Chlamydastis synedra

Scientific classification
- Kingdom: Animalia
- Phylum: Arthropoda
- Clade: Pancrustacea
- Class: Insecta
- Order: Lepidoptera
- Family: Depressariidae
- Genus: Chlamydastis
- Species: C. synedra
- Binomial name: Chlamydastis synedra (Meyrick, 1916)
- Synonyms: Agriophara synedra Meyrick, 1916;

= Chlamydastis synedra =

- Authority: (Meyrick, 1916)
- Synonyms: Agriophara synedra Meyrick, 1916

Species of moth

Chlamydastis synedra is a moth of the family Depressariidae that lives in Paraguay.

The wingspan is about 18 mm. The forewings are very pale ochreous brown with a small brown spot on the costa at one-fourth, a small faint brown spot towards the dorsum in the middle and three minute groups of raised black and brown scales forming a nearly straight line with these, two representing the first discal and plical stigmata. There is a brown spot on the middle of the costa, where a faintly sinuate row of dark fuscous marks suffused with brown runs to the dorsum before the tornus.

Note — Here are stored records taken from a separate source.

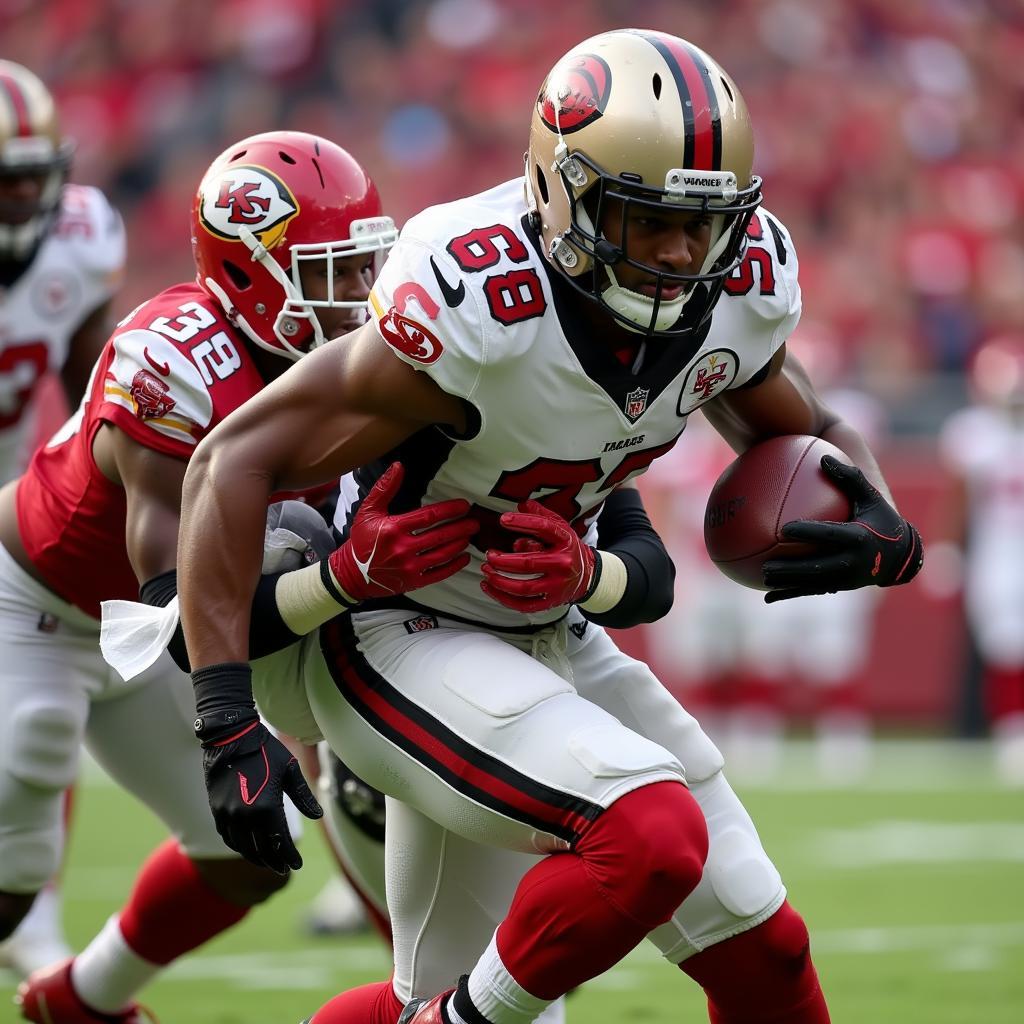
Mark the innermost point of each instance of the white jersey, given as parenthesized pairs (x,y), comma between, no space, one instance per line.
(77,268)
(985,448)
(467,297)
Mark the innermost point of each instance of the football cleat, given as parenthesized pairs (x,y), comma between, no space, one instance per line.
(48,997)
(426,1011)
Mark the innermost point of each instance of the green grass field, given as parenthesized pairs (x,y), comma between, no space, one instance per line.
(912,886)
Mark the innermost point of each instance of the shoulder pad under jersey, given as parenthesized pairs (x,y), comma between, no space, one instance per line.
(460,288)
(760,303)
(156,382)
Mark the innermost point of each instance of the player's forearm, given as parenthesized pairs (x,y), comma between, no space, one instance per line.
(219,551)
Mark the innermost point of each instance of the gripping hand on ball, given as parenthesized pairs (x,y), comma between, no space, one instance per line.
(878,547)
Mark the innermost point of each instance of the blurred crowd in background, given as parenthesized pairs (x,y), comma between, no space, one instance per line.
(890,136)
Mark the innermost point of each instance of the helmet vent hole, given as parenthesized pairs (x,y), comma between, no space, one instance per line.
(240,279)
(542,184)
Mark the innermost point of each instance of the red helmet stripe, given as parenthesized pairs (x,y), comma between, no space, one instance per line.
(700,115)
(17,102)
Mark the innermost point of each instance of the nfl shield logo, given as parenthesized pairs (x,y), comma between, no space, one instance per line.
(636,402)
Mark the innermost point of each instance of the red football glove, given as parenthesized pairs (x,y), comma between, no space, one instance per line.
(560,566)
(390,554)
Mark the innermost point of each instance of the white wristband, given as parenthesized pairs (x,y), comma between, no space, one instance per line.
(304,601)
(610,585)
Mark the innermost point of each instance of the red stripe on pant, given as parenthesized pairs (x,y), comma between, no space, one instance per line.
(418,736)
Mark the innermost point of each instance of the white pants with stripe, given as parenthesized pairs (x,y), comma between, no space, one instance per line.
(497,748)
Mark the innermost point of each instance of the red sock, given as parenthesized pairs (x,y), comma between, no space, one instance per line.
(576,914)
(374,1004)
(171,909)
(764,976)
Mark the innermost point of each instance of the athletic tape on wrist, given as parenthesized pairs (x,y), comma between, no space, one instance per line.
(610,585)
(308,597)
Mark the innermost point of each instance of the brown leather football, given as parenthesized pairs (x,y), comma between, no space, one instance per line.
(767,486)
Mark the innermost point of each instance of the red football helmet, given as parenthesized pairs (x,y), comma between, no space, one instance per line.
(34,161)
(265,205)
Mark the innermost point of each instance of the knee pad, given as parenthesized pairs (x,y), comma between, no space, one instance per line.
(30,858)
(648,850)
(740,875)
(46,739)
(774,962)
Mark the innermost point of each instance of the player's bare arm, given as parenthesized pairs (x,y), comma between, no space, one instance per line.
(335,410)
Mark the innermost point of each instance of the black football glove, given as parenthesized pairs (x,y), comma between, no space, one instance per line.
(248,770)
(877,548)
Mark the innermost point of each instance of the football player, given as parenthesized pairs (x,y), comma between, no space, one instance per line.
(287,229)
(982,448)
(532,348)
(61,256)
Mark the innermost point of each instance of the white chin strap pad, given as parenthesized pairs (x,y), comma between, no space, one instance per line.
(639,308)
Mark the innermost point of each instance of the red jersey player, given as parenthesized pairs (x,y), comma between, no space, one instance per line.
(287,228)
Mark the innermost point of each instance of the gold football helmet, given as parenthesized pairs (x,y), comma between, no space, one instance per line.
(641,118)
(34,161)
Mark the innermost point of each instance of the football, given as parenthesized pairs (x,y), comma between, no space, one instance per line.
(768,485)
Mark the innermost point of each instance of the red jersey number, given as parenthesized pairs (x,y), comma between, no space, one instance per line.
(741,280)
(512,297)
(555,483)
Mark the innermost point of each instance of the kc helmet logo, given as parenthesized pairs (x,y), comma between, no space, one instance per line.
(247,197)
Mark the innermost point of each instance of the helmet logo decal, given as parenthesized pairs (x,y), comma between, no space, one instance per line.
(250,197)
(574,93)
(246,208)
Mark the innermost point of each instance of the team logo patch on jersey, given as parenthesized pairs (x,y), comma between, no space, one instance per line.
(55,294)
(420,624)
(150,394)
(247,197)
(711,375)
(636,403)
(409,337)
(576,93)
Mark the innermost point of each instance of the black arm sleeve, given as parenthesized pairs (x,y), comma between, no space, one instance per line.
(625,530)
(267,632)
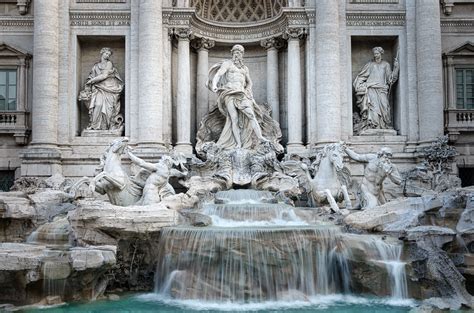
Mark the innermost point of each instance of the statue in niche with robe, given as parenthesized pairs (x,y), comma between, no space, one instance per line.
(101,96)
(372,89)
(237,121)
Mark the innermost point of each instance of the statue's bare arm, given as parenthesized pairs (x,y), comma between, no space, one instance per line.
(395,176)
(222,70)
(248,82)
(103,75)
(358,157)
(177,173)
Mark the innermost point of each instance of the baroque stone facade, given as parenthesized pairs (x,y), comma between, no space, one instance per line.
(303,57)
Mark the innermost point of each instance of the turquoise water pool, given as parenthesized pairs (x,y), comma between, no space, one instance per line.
(156,303)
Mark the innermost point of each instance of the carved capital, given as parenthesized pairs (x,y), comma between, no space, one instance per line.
(447,6)
(294,33)
(23,6)
(203,43)
(183,33)
(273,42)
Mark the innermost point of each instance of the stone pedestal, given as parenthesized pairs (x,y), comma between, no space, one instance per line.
(272,45)
(429,70)
(202,45)
(295,98)
(43,158)
(102,133)
(150,75)
(378,132)
(328,89)
(183,98)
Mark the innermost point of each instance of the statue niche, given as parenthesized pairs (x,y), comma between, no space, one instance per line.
(101,96)
(238,128)
(373,86)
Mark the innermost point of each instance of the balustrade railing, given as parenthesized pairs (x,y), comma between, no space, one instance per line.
(16,123)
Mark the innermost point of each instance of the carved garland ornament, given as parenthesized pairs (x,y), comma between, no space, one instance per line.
(275,27)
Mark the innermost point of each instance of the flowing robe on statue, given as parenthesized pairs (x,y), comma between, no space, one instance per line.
(240,99)
(372,86)
(105,99)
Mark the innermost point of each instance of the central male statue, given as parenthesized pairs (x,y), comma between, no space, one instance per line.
(230,79)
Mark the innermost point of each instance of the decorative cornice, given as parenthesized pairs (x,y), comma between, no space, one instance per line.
(374,1)
(16,23)
(294,33)
(101,1)
(203,43)
(375,19)
(100,18)
(274,42)
(458,25)
(235,32)
(184,33)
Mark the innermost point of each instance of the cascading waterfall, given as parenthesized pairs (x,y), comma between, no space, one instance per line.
(250,264)
(390,255)
(258,250)
(254,252)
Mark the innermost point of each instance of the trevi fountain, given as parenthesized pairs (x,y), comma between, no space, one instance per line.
(240,214)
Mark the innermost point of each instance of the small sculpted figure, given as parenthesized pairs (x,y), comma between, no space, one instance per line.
(157,186)
(112,179)
(372,88)
(377,169)
(102,94)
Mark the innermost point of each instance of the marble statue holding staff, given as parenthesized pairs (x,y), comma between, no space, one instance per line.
(372,88)
(102,94)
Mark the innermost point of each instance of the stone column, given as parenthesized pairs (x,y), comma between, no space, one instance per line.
(45,73)
(295,98)
(183,99)
(43,157)
(328,118)
(272,45)
(202,45)
(150,77)
(22,86)
(429,69)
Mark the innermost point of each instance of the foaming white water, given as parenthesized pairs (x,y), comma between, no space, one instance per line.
(315,302)
(251,264)
(252,214)
(221,222)
(390,255)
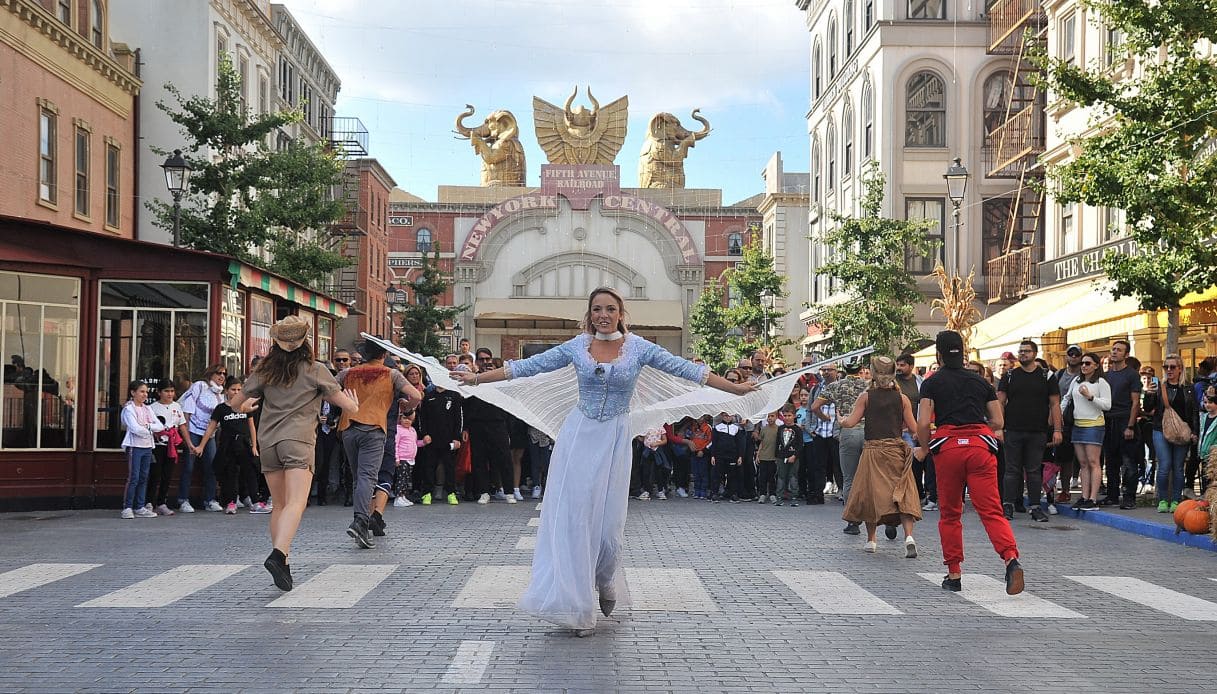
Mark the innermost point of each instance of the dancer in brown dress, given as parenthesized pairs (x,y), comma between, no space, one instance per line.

A median black dot represents the second discal stigma and a strongly curved brown line, suffusedly dotted with dark fuscous, from a suffused spot on the costa at three-fourths to the tornus. A thick brown streak, marked with black, runs from the middle of the postmedian line to below the middle of the termen, indistinctly interrupted before the subterminal line. The hindwings are light grey, suffused with white anteriorly.